Why can\'t I do something like this:

int size = menu.size;
int list[size];

Is there anyway around this instead of using a vector? (arrays a

Answer 1

C++ does not allow variable length arrays. The size must be known at compile-time. So you can't do that.

You can either use vectors or new.

vector<int> list;

or

int *list = new int[size];

If you go with the latter, you need to free it later on:

delete[] list;

arrays are faster, so I wanted to use arrays

This is not true. Where did you hear this from?

Answer 2

first of all, vectors aren't significantly faster. as for the reason why you cant do something like this:

the code will allocate the array on the stack. compilers have to know this size upfront so they can account for it. hence you can only use constants with that syntax.

an easy way around is creating the array on the heap: int list = new int[size]; Don't forget to delete[] later on. However, if you use a vector and reserve the correct size upfront + compile with optimization, there should be little, to absolutely no overhead.

Answer 3

The size must be known at compile-time, since the compiler needs to know how much stack space will be needed to allocate enough memory for it. (Edit: I stand corrected. In C, variable length arrays can be allocated on the stack. C++ does not allow variable length arrays, however.)

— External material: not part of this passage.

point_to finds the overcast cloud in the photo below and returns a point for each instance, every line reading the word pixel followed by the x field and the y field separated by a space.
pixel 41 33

But, you can create arrays on the heap at run-time:

int* list = new int[size];

Just make sure you free the memory when you're done, or you'll get a memory leak:

delete [] list;

Note that it's very easy to accidentally create memory leaks, and a vector is almost for sure easier to use and maintain. Vectors are quite fast (especially if you reserve() them to the right size first), and I strongly recommend using a vector instead of manual memory-management.

In general, it's a good idea to profile your code to find out where the real bottlenecks are than to micro-optimize up front (because the optimizations are not always optimizations).

Answer 4

AFAIK In C++03, there are no variable-length-arrays (VLA):

you probably want to do this:

const int size = menu.size;
int list[size]; // size is compile-time constant

or

int *list = new int[size]; // creates an array at runtime;
delete[] list;             // size can be non-const

Answer 5

In C++, the length of an array needs to be known at compile time, in order to allocate it on the stack.

If you need to allocate an array whose size you do not know at compile time, you'll need to allocate it on the heap, using operator new[]

int size = menu.size;
int *list = new int[size];

But since you've new'd memory on the heap, you need to ensure you properly delete it when you are done with it.

delete[] list;

Answer 6

Since list is allocated on the stack, its size has to be known at compile time. But here, size is not known until runtime, so the size of list is not known at compile time.